Currently, USM is emerging on the other side–Maine’s economy is slowly improving, and LePage seems likely to lose his working majority in the legislature this November. The university’s current good position is in many ways attributable to leadership from Botman, who has navigated this extraordinarily difficult political and economic situation without having to impose large cuts. But if you think that the school’s faculty members are grateful, guess again.
Instead, faculty leaders are pushing a highly controversial no-confidence motion in the president. It’s clear they have scant support from the student body: the president of the student government criticized the attempted “coup d’état,” which left him “ashamed” by his professors’ behavior. The ostensible excuse for the resolution came in Botman’s decision to give raises to a handful of administrators, even as full-time faculty (because of the state’s economic and political climate) haven’t received raises for three years.
It seemed unlikely that anger over a handful of administrators’ raises triggered the movement for no-confidence; if that were the case, virtually every university president in the country would face such a motion. In yesterday’s Portland Press-Herald, columnist Bill Nemitz revealed the real reason behind the attempted coup–a combination of petulance and an extreme sense of faculty entitlement among some of USM’s most senior professors.
Demographically, the 53 coup plotters almost perfectly fit the profile of entitlement: Nemitz reported that “on average, they’re 63 years old, have been with USM for 24.5 years and pull down an annual salary of $94,571.” (Maine’s median income is half that much–just under $47,000.) But Nemitz built his case primarily through the words of the plotters themselves. It turns out that the professors accidentally included on an e-mail chain discussing the coup a member of the university’s board of visitors, Harold Pachios, who then passed the e-mails onto the Press-Herald.

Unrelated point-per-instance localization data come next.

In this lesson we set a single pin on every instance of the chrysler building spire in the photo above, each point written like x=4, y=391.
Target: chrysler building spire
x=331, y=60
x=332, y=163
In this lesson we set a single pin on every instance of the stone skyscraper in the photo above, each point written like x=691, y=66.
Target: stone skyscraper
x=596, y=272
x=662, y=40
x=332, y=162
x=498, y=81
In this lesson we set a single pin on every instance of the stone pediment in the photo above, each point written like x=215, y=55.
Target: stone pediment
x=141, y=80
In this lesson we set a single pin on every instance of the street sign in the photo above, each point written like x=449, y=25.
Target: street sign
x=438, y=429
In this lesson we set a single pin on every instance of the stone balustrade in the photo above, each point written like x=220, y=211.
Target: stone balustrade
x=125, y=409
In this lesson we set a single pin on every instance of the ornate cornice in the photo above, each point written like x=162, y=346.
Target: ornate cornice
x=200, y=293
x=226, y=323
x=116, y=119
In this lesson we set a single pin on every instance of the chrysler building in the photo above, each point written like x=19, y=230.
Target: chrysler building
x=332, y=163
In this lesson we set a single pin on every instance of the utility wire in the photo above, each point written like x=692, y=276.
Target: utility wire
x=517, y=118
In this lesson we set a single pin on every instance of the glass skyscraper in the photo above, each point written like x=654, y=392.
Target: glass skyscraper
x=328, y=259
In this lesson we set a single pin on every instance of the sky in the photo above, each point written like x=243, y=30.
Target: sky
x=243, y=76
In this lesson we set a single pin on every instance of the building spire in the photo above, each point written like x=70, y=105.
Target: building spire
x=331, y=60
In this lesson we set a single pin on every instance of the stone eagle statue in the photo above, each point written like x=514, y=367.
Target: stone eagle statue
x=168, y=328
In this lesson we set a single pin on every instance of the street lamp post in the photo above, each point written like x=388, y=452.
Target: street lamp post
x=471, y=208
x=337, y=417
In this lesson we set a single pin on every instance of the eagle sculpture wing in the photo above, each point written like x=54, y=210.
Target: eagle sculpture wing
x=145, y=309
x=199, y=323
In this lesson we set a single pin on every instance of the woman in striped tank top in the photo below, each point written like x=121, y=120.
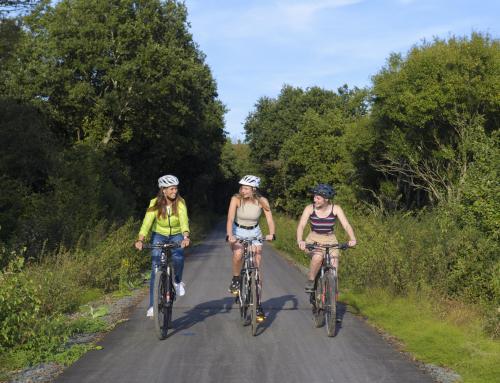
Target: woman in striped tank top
x=322, y=215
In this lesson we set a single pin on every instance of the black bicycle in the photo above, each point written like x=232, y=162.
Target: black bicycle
x=248, y=298
x=324, y=296
x=164, y=289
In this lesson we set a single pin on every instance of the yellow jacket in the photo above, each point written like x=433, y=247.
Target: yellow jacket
x=170, y=225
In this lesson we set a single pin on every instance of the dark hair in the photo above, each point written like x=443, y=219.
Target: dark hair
x=161, y=204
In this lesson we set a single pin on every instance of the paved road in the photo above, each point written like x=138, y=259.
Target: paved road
x=208, y=343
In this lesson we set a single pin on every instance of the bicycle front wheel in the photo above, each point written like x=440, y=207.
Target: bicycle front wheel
x=330, y=302
x=162, y=304
x=253, y=303
x=243, y=300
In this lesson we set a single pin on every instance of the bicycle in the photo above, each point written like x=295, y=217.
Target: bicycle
x=324, y=296
x=249, y=294
x=164, y=290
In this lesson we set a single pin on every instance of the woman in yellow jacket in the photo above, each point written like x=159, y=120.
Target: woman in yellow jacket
x=167, y=217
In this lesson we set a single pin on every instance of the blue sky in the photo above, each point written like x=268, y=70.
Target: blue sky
x=254, y=47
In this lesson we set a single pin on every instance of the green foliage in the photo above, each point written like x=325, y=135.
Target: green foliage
x=421, y=329
x=403, y=254
x=300, y=139
x=128, y=77
x=19, y=305
x=426, y=109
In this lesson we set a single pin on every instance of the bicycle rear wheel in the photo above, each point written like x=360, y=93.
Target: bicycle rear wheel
x=244, y=297
x=330, y=302
x=162, y=304
x=253, y=302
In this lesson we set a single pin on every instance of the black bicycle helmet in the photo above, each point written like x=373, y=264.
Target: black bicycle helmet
x=324, y=190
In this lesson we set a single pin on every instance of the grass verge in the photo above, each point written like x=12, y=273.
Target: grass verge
x=443, y=333
x=433, y=330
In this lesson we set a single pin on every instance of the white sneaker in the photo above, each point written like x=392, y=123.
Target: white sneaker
x=180, y=289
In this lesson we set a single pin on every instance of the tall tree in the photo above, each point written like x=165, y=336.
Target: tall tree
x=124, y=76
x=426, y=107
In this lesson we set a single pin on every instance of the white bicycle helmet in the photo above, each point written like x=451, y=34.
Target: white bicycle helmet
x=168, y=180
x=250, y=180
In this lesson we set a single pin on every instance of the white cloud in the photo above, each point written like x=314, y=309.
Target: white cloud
x=272, y=20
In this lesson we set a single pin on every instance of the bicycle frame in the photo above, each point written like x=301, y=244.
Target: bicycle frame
x=324, y=296
x=249, y=295
x=164, y=291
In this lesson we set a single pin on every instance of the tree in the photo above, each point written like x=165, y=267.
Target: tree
x=425, y=107
x=11, y=6
x=126, y=77
x=297, y=140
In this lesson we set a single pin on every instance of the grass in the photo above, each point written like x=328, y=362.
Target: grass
x=442, y=332
x=433, y=331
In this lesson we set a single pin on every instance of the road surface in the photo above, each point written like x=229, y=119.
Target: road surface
x=209, y=344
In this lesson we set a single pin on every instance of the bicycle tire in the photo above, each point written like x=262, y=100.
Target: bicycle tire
x=161, y=308
x=244, y=298
x=330, y=303
x=253, y=303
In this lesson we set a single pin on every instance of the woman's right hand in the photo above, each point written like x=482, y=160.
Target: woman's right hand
x=138, y=245
x=302, y=245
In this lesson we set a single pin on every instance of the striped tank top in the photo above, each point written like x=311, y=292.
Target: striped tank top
x=322, y=225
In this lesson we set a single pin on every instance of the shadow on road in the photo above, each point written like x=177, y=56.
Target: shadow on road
x=273, y=306
x=201, y=312
x=341, y=310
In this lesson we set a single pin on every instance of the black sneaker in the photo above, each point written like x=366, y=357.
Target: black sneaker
x=309, y=286
x=261, y=317
x=234, y=287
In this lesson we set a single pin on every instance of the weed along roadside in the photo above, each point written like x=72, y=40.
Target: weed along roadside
x=89, y=324
x=55, y=310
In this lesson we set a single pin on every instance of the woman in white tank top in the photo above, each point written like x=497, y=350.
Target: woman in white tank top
x=243, y=221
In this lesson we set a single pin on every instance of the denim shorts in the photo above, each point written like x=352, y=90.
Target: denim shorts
x=245, y=233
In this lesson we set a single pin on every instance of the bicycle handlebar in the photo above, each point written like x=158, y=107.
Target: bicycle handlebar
x=171, y=245
x=315, y=245
x=248, y=239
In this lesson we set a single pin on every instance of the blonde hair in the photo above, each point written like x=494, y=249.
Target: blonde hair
x=257, y=198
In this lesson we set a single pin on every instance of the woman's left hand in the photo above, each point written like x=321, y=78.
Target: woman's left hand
x=185, y=242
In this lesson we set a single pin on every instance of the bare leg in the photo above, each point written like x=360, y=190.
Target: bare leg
x=315, y=265
x=237, y=258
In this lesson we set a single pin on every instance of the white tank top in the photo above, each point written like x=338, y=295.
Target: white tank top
x=248, y=214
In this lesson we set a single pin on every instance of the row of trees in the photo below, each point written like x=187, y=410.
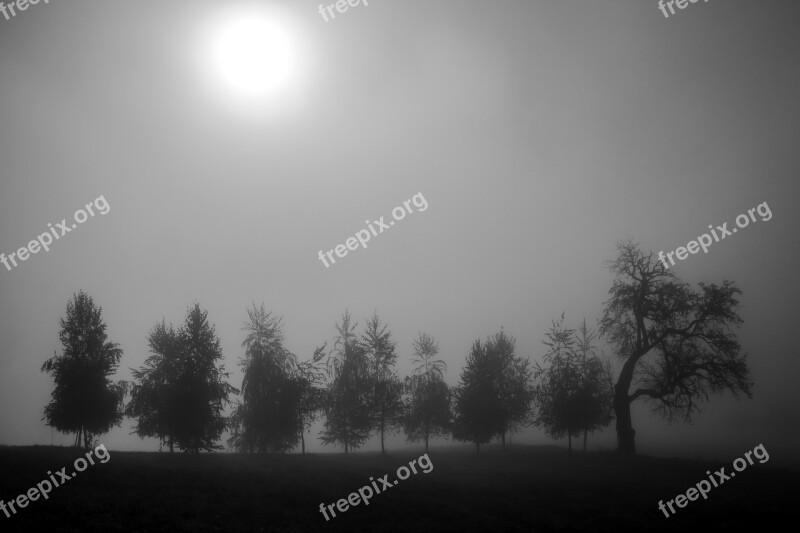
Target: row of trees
x=674, y=344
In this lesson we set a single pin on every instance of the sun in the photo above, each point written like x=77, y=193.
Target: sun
x=252, y=54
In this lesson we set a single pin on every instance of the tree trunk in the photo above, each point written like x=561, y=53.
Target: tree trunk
x=383, y=450
x=622, y=409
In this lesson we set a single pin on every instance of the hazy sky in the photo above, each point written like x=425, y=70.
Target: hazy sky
x=539, y=132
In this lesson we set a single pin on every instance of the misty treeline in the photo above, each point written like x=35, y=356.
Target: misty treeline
x=675, y=346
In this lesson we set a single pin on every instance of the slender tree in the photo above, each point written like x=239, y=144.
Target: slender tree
x=155, y=394
x=477, y=401
x=427, y=410
x=676, y=344
x=349, y=394
x=513, y=384
x=387, y=390
x=596, y=393
x=267, y=419
x=204, y=392
x=84, y=401
x=181, y=391
x=308, y=378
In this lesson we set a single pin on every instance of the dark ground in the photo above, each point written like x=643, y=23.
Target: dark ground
x=524, y=489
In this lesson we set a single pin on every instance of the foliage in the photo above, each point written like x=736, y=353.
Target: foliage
x=347, y=402
x=84, y=401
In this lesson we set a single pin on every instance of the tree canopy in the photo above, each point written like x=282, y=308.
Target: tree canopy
x=84, y=401
x=676, y=344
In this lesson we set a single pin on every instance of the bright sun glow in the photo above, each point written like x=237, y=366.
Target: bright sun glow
x=253, y=54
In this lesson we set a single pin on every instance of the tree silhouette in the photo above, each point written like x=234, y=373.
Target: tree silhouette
x=513, y=384
x=181, y=390
x=558, y=384
x=428, y=402
x=84, y=400
x=477, y=404
x=596, y=394
x=267, y=417
x=387, y=390
x=572, y=392
x=308, y=379
x=204, y=393
x=676, y=343
x=347, y=402
x=154, y=396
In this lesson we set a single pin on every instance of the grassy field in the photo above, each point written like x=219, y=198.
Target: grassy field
x=521, y=489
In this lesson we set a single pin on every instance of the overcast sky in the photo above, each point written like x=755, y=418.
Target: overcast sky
x=539, y=133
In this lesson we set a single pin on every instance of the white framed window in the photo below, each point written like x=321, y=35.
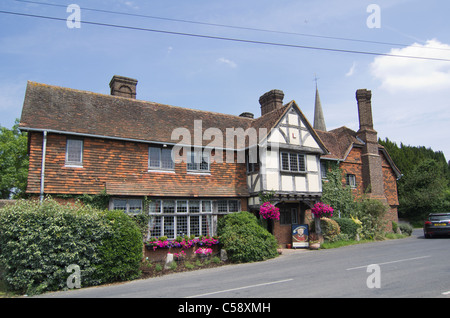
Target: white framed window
x=227, y=206
x=288, y=216
x=323, y=169
x=160, y=159
x=293, y=162
x=131, y=206
x=174, y=218
x=198, y=161
x=74, y=152
x=351, y=180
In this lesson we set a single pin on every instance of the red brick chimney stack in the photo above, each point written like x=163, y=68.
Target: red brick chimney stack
x=372, y=170
x=271, y=100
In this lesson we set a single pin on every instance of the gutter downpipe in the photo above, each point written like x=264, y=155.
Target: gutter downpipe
x=44, y=152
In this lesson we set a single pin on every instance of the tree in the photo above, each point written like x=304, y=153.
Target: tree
x=422, y=190
x=13, y=162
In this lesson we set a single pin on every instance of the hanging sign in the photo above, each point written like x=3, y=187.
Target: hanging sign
x=300, y=235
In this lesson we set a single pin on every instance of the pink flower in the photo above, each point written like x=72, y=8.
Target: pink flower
x=203, y=250
x=269, y=211
x=321, y=209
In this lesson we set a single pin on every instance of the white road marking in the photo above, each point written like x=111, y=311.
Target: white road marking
x=244, y=287
x=398, y=261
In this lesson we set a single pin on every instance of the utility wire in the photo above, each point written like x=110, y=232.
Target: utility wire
x=226, y=38
x=227, y=26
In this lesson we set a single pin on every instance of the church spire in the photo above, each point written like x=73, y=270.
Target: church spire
x=319, y=120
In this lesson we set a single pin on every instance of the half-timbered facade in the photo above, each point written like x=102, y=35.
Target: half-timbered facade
x=184, y=167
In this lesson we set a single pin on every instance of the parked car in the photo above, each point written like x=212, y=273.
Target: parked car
x=437, y=224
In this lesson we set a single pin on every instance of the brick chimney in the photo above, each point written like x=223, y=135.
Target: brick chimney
x=271, y=100
x=123, y=86
x=372, y=172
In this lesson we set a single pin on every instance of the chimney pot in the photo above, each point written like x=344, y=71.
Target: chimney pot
x=123, y=86
x=363, y=97
x=247, y=115
x=271, y=100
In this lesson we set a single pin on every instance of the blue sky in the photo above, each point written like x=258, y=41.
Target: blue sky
x=410, y=97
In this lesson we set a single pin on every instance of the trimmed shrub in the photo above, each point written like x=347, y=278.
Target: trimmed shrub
x=405, y=228
x=39, y=241
x=244, y=239
x=347, y=226
x=330, y=228
x=121, y=250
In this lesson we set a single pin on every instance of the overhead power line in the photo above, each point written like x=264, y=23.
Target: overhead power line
x=229, y=26
x=204, y=36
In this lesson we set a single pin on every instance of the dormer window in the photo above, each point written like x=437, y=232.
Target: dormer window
x=160, y=158
x=74, y=152
x=293, y=162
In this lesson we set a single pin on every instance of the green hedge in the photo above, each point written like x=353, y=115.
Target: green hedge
x=244, y=239
x=39, y=241
x=348, y=226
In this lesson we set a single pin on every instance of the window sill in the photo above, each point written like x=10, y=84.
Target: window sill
x=206, y=173
x=293, y=172
x=73, y=166
x=161, y=171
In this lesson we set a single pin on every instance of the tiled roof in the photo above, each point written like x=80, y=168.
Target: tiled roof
x=83, y=112
x=339, y=142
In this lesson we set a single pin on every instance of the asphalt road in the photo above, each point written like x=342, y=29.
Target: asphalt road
x=405, y=268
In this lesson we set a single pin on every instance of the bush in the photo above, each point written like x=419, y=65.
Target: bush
x=244, y=239
x=330, y=228
x=371, y=213
x=121, y=250
x=348, y=227
x=405, y=228
x=39, y=241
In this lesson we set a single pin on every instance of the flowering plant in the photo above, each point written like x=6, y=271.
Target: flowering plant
x=164, y=242
x=321, y=209
x=203, y=250
x=269, y=211
x=180, y=255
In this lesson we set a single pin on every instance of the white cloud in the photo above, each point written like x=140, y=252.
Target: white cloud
x=228, y=62
x=411, y=104
x=413, y=74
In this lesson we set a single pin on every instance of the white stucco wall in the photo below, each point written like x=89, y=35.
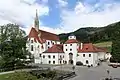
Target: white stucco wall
x=83, y=59
x=51, y=59
x=101, y=55
x=95, y=59
x=70, y=48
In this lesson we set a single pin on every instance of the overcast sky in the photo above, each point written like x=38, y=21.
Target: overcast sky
x=60, y=16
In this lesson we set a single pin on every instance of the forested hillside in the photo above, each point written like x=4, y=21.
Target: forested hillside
x=92, y=34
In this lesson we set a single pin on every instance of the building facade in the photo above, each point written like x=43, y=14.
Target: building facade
x=46, y=49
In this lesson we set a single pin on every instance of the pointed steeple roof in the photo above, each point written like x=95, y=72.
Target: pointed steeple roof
x=36, y=22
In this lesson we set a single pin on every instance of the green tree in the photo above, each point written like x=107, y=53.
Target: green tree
x=13, y=46
x=22, y=76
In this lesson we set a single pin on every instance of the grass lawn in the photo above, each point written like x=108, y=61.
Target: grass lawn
x=5, y=76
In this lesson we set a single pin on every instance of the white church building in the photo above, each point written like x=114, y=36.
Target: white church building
x=47, y=49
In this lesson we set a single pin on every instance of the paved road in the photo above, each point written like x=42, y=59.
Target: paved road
x=97, y=73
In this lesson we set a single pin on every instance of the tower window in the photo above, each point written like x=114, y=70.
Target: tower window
x=49, y=62
x=49, y=56
x=40, y=55
x=53, y=62
x=60, y=62
x=31, y=41
x=31, y=47
x=48, y=43
x=89, y=55
x=53, y=56
x=87, y=62
x=43, y=56
x=66, y=49
x=83, y=55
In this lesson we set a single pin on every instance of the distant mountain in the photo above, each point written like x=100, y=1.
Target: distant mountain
x=92, y=34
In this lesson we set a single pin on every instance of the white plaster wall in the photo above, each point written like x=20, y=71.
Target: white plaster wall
x=95, y=59
x=108, y=56
x=72, y=37
x=101, y=55
x=83, y=59
x=51, y=43
x=73, y=51
x=56, y=59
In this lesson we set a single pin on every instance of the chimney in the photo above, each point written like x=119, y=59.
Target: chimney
x=81, y=45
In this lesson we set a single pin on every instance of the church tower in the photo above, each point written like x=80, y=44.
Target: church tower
x=36, y=22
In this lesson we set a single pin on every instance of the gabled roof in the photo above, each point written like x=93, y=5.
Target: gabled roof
x=34, y=34
x=89, y=47
x=71, y=41
x=48, y=35
x=57, y=48
x=43, y=35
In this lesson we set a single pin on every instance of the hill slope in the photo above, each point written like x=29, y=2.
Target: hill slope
x=93, y=34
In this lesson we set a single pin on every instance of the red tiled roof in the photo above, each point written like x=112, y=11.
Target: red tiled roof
x=43, y=36
x=71, y=41
x=48, y=35
x=89, y=47
x=57, y=48
x=34, y=34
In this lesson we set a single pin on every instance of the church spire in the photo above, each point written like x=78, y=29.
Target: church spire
x=36, y=22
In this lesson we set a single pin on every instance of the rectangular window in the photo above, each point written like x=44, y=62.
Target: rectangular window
x=89, y=55
x=53, y=62
x=83, y=55
x=49, y=62
x=31, y=41
x=48, y=43
x=43, y=56
x=40, y=55
x=53, y=56
x=31, y=47
x=49, y=56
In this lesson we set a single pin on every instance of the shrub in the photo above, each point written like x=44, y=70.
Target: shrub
x=22, y=76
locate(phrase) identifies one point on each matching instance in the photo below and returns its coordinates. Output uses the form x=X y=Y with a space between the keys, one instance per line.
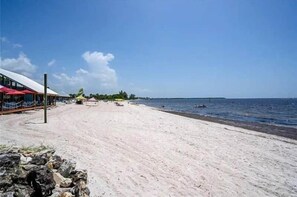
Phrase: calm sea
x=281 y=112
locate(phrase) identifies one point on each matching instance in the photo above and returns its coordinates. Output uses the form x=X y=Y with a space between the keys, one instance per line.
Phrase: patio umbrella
x=5 y=89
x=28 y=92
x=15 y=92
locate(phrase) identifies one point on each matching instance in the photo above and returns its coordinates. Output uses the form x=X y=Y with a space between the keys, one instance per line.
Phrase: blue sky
x=234 y=49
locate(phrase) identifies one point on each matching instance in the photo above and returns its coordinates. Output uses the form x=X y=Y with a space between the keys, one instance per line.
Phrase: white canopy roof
x=25 y=81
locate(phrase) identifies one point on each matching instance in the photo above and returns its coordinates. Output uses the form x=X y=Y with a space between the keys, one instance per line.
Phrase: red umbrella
x=28 y=92
x=15 y=92
x=5 y=89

After receiving an e-mail containing the no-confidence resolution, Pachios asked one of the plotters what basis they had for such an extraordinary move, given the general conception that Botman had done a good job. The plotters refused to supply any evidence for their opinions–and instead, bizarrely, demanded that Pachios provide “real evidence” as to why their no-confidence resolution should be rejected. Under this approach, presidents around the country would be subject, willy-nilly, to no-confidence resolutions, and deemed guilty until proven innocent while the sponsors of the resolutions didn’t have to produce evidence at all.
Over the weekend, the hapless professors then accidentally left Pachios on the e-mail chain as they struggled to articulate a rationale for ousting Botman. The sponsor of the no-confidence resolution, Jerry Lasala, conceded that a group of “fast facts” compiled by one of the coup plotters actually illustrated the difficult financial situation of the entire university system, and therefore “would not be helpful to the points we’re trying to make. Indeed, they might be interpreted”–correctly, it should be pointed out–“as evidence that the issues [related to faculty pay and financial support] are not Selma’s responsibility.”
As the chain continued on, women’s and gender studies professor Susan Feiner, co-author of the 2004 book, Liberating Economics: Feminist Perspectives on Families, Work and Globalization, (she describes herself as “one of the founding scholars in the field of feminist economics”) unintentionally revealed what appears to be the coup’s motivation: the plotters’ belief that “faculty really are the center of the academic universe.”
Despite the embarrassment of their intentions laid bare, the coup plotters appear intent on moving forward with their no-confidence resolution. They should be ashamed.